The Israeli government alleges Iran is close to making a nuclear weapon and the enriched uranium needed to do so is believed to be produced and kept inside its Fordo facility, deep inside a mountain in northwestern Iran.
One of the few weapons capable of damaging that facility and the centrifuges believed inside is the latest GBU-57 A/B Massive Ordnance Penetrator bomb -- known as the bunker buster.
It's 20-feet long, weighs 30,000 pounds and is capable of penetrating 200 feet deep inside a target and then exploding.
ABC News contributor and retired Col. Steve Ganyard said the bomb, which has never been used in combat, was designed specifically to be used against targets in Iran and elsewhere where facilities have been built underground and protected by thick concrete.
"You make sure you save them for places like Iran and North Korea because you don't need something that goes that deep" in normal circumstances, he said.
Ganyard noted that the bomb contains only 5,000 pounds of explosives designed to detonate once it reaches its subterranean target.
"It wouldn't be a massive blast. "It would penetrate the ground and shoot up some debris but it won’t be a massive cloud," he said.

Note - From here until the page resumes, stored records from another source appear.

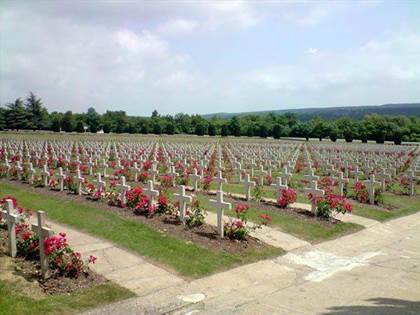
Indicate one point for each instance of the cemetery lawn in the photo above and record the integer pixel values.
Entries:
(13, 301)
(185, 258)
(401, 206)
(312, 231)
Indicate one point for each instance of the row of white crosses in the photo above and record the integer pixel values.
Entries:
(39, 228)
(313, 189)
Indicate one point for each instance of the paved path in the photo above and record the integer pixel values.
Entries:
(267, 234)
(127, 269)
(375, 271)
(306, 206)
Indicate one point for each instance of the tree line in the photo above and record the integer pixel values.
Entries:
(30, 114)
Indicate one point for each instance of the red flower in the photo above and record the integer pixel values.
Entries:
(287, 197)
(92, 259)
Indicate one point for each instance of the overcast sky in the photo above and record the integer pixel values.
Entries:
(209, 56)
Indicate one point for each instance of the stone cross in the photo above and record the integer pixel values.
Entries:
(219, 180)
(11, 220)
(80, 180)
(7, 166)
(154, 172)
(252, 167)
(183, 200)
(370, 183)
(136, 172)
(315, 192)
(357, 173)
(124, 188)
(61, 177)
(173, 175)
(220, 205)
(43, 233)
(279, 187)
(19, 170)
(104, 166)
(263, 173)
(31, 173)
(412, 180)
(195, 179)
(248, 184)
(239, 169)
(383, 176)
(311, 177)
(90, 164)
(150, 192)
(45, 174)
(341, 181)
(285, 175)
(100, 184)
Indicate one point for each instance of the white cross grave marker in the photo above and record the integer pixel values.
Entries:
(43, 233)
(11, 220)
(220, 205)
(248, 184)
(183, 200)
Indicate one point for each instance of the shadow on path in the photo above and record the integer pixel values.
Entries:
(381, 306)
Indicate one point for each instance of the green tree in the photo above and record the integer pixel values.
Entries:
(93, 120)
(37, 115)
(80, 126)
(15, 115)
(224, 132)
(56, 119)
(68, 123)
(234, 126)
(212, 129)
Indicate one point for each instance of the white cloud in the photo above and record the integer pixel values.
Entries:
(178, 26)
(312, 51)
(379, 69)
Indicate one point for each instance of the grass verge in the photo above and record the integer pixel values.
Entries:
(187, 259)
(12, 301)
(402, 206)
(312, 231)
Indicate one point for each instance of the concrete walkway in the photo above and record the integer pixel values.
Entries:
(267, 234)
(306, 206)
(375, 271)
(127, 269)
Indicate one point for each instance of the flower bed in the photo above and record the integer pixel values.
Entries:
(67, 270)
(168, 222)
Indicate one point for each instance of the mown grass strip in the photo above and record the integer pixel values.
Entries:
(188, 259)
(12, 300)
(311, 231)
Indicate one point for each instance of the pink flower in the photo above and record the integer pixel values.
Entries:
(92, 259)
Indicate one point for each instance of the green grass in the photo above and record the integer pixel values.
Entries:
(12, 301)
(189, 260)
(405, 205)
(310, 231)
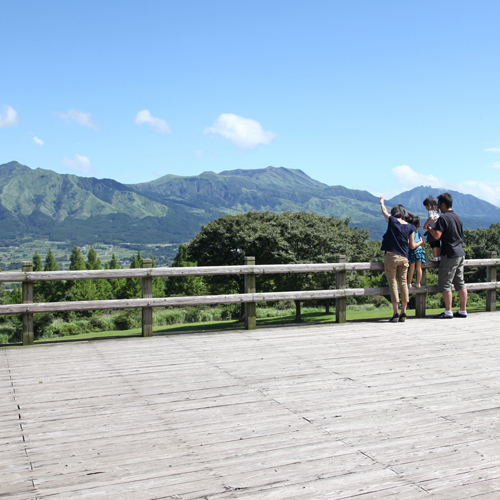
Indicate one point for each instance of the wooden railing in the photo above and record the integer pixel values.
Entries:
(250, 270)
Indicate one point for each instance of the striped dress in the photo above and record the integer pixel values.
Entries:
(418, 253)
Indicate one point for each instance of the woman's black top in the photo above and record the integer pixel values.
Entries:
(395, 240)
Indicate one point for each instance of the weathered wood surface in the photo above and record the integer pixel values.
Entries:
(241, 298)
(361, 411)
(213, 270)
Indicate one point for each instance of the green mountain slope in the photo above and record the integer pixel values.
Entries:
(43, 204)
(63, 196)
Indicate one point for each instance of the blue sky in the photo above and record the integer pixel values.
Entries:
(376, 95)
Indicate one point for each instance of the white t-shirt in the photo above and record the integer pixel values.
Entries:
(434, 214)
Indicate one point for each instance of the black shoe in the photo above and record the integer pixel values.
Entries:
(442, 316)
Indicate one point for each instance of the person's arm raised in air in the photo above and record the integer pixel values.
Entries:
(430, 220)
(384, 210)
(411, 241)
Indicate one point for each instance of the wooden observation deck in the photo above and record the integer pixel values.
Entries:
(361, 410)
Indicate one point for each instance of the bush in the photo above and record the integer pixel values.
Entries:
(284, 304)
(126, 321)
(62, 329)
(42, 325)
(11, 332)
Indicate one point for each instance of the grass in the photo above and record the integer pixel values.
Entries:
(312, 317)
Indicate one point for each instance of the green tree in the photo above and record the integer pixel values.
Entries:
(102, 287)
(116, 284)
(477, 244)
(158, 285)
(52, 291)
(277, 238)
(132, 288)
(79, 290)
(38, 295)
(37, 263)
(184, 285)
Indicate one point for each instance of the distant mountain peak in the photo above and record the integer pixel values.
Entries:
(12, 169)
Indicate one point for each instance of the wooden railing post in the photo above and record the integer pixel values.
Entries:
(491, 275)
(420, 298)
(147, 293)
(341, 282)
(250, 307)
(28, 327)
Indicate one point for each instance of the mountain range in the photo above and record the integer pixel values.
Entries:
(41, 204)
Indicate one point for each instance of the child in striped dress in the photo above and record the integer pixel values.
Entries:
(416, 254)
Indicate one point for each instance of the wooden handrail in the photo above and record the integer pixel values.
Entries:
(164, 272)
(236, 298)
(250, 298)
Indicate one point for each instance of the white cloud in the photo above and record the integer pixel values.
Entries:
(9, 118)
(242, 132)
(408, 177)
(79, 163)
(488, 191)
(199, 153)
(144, 116)
(79, 116)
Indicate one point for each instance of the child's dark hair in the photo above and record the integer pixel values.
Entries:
(399, 212)
(430, 202)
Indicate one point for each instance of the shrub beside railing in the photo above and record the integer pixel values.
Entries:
(250, 270)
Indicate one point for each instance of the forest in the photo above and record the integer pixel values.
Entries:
(272, 238)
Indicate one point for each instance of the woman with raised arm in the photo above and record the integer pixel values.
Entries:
(395, 244)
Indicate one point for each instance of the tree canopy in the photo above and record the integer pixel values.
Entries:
(276, 238)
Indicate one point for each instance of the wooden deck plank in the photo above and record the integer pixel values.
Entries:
(366, 410)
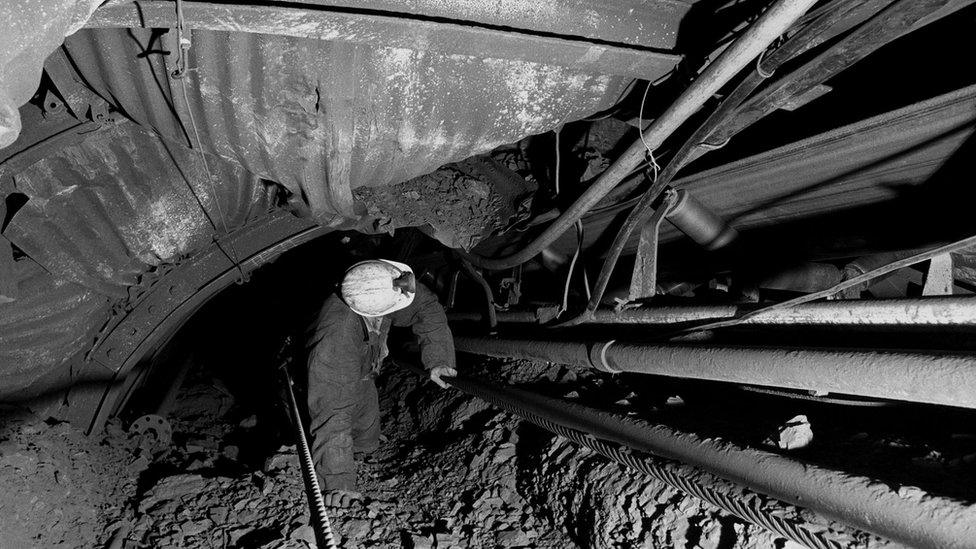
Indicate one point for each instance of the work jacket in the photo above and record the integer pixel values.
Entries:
(339, 334)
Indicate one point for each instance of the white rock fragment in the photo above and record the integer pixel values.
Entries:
(796, 433)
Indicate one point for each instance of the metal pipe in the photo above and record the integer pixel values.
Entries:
(699, 223)
(773, 23)
(929, 311)
(929, 377)
(917, 520)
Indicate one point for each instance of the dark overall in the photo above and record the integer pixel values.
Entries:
(343, 358)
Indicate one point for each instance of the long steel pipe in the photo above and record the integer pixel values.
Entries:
(912, 518)
(934, 378)
(928, 311)
(773, 23)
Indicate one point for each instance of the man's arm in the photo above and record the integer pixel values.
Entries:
(426, 318)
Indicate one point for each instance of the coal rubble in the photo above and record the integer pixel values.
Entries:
(451, 472)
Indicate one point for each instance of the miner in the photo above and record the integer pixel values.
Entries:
(346, 347)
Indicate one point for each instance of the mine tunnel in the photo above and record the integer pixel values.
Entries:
(459, 274)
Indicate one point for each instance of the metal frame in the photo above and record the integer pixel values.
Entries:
(150, 321)
(448, 38)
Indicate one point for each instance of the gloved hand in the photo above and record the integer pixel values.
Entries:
(436, 373)
(340, 499)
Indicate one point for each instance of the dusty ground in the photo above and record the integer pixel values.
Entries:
(451, 472)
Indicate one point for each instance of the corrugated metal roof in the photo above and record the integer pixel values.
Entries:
(105, 211)
(51, 320)
(323, 117)
(864, 163)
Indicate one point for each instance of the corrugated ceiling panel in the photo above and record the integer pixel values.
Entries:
(51, 319)
(105, 211)
(863, 163)
(324, 117)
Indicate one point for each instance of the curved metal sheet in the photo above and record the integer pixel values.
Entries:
(107, 210)
(863, 163)
(325, 117)
(50, 321)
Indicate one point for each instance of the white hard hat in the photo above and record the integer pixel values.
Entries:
(378, 287)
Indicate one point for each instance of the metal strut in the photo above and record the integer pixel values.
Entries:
(746, 505)
(320, 517)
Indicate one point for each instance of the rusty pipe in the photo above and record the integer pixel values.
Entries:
(773, 23)
(927, 311)
(929, 377)
(914, 519)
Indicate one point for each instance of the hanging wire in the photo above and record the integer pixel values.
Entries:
(178, 74)
(640, 117)
(557, 131)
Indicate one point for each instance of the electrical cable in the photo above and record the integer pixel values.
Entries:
(745, 504)
(753, 41)
(179, 74)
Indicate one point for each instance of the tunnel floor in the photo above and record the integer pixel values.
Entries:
(451, 471)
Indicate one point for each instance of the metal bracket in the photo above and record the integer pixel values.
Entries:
(643, 281)
(939, 278)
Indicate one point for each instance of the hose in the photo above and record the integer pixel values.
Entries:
(746, 505)
(321, 524)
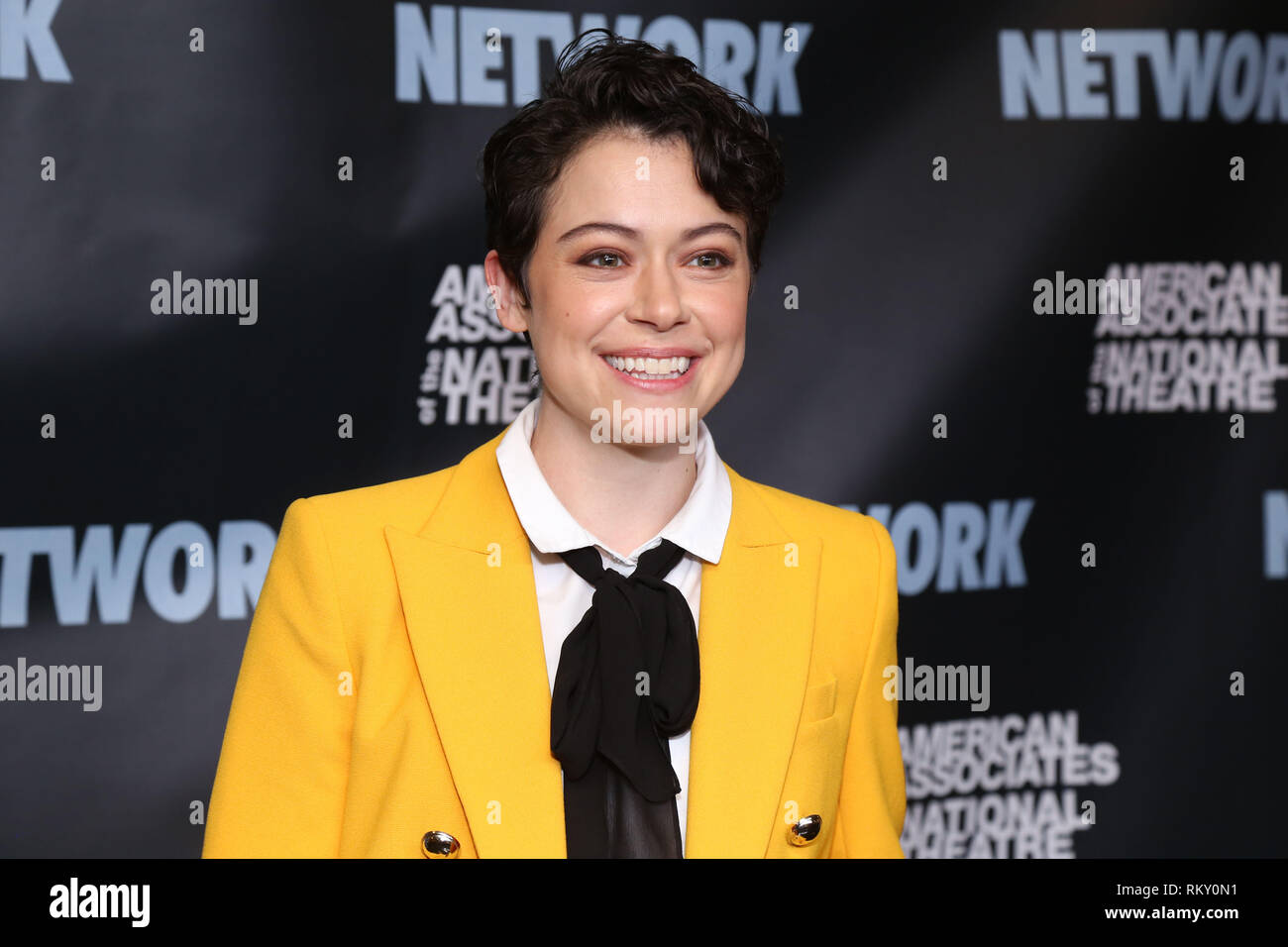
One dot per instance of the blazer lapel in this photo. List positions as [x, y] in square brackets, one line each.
[471, 607]
[755, 635]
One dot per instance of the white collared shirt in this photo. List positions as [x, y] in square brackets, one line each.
[563, 596]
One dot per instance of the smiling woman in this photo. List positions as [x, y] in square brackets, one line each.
[568, 644]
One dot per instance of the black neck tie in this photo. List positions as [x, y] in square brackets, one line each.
[627, 681]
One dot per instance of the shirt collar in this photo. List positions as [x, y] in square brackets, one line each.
[698, 527]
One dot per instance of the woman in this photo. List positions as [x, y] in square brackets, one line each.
[587, 639]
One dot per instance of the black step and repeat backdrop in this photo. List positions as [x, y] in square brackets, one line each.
[1024, 302]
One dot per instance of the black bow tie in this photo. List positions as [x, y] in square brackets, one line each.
[627, 681]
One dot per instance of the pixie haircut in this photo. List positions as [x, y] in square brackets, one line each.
[621, 85]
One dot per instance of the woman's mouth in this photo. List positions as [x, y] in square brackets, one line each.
[651, 368]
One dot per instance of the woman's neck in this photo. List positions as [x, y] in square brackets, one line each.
[622, 493]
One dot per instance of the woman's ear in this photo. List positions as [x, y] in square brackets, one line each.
[502, 295]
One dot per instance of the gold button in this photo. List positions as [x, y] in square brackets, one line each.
[803, 831]
[439, 845]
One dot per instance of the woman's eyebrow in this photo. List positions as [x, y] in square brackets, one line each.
[631, 234]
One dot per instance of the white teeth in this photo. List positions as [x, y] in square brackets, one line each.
[651, 368]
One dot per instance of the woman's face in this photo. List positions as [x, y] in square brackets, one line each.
[634, 261]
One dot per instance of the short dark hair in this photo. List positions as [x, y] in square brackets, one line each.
[610, 82]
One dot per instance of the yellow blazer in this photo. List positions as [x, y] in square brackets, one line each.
[394, 684]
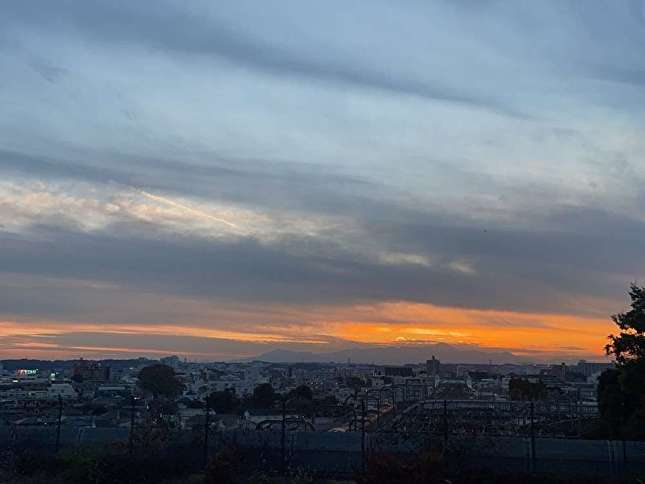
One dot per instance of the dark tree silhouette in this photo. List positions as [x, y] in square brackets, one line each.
[160, 381]
[629, 345]
[621, 391]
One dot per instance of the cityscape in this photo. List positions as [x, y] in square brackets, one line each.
[322, 242]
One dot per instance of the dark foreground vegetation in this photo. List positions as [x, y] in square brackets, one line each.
[233, 467]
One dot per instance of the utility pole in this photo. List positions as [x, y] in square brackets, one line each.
[363, 455]
[445, 423]
[207, 424]
[532, 436]
[131, 436]
[283, 437]
[58, 423]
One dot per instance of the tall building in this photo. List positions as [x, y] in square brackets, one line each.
[433, 366]
[90, 371]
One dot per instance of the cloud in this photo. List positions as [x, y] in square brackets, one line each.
[480, 156]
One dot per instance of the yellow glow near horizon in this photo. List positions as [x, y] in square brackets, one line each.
[398, 323]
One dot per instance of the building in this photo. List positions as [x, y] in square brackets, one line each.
[90, 371]
[433, 366]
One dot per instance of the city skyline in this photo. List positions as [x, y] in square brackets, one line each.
[220, 181]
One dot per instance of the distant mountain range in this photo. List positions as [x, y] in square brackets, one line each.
[392, 355]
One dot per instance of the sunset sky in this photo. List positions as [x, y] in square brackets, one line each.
[220, 179]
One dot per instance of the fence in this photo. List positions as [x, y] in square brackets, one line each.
[288, 439]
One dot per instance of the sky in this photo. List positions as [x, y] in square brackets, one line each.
[219, 179]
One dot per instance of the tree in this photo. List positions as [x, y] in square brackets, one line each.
[621, 391]
[264, 395]
[160, 380]
[629, 345]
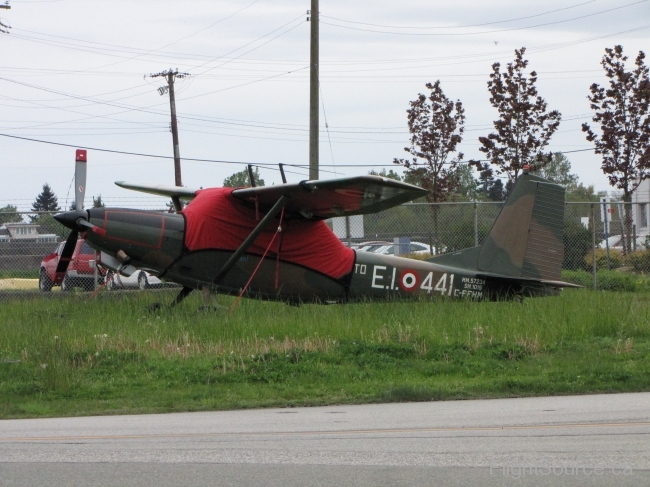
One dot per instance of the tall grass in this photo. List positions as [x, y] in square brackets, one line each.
[77, 325]
[74, 355]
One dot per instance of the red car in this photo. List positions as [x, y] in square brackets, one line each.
[80, 273]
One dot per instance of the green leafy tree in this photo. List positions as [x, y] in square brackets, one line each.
[622, 111]
[9, 214]
[524, 127]
[241, 179]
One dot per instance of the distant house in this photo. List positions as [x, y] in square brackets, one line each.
[640, 210]
[24, 232]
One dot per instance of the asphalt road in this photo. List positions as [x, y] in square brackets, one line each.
[559, 441]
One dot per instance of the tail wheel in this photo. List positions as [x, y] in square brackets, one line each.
[44, 282]
[110, 281]
[67, 285]
[143, 282]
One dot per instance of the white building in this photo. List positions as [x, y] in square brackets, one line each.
[25, 232]
[640, 213]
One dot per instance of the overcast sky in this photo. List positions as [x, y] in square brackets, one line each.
[76, 72]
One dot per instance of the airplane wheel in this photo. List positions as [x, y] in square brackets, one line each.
[143, 282]
[44, 281]
[66, 285]
[110, 282]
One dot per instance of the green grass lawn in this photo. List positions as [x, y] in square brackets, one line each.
[72, 356]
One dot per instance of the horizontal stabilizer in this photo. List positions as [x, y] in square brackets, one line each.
[333, 197]
[160, 190]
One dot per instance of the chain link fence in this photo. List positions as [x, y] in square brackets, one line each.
[594, 246]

No other military, including Israel, has access to the GBU-57 or the platform that can deliver the huge payload, the B-2 Spirit stealth bomber, which can carry two of the giant bombs.
The Air Force bombers are currently stationed in Whiteman Air Force Base Missouri and would take 15 hours to get to Iran if deployed, according to military experts.
Gaynard noted that the stealth capabilities of the B-2 would not be a factor in a hypothetical bunker buster mission in Iran as Israel's military has destroyed a major part of Iran's air defense systems.
Iranian officials have dismissed Israel's claims that it was working on a nuclear weapon.
Trump has issued warnings to Iran's leaders about its alleged plans to build a nuclear weapon and he has backed the Israeli government's ongoing attacks against Iranian targets.
He has remained noncommittal about possible U.S. involvement.
IAEA Director General Rafael Mariano Grossi issued a statement last week warning about the dangers of attacks on nuclear facilities, including the risk of nuclear contaminiation.
"Such attacks have serious implications for nuclear safety, security and safeguards, as well as regional and international peace and security," he said in a statement.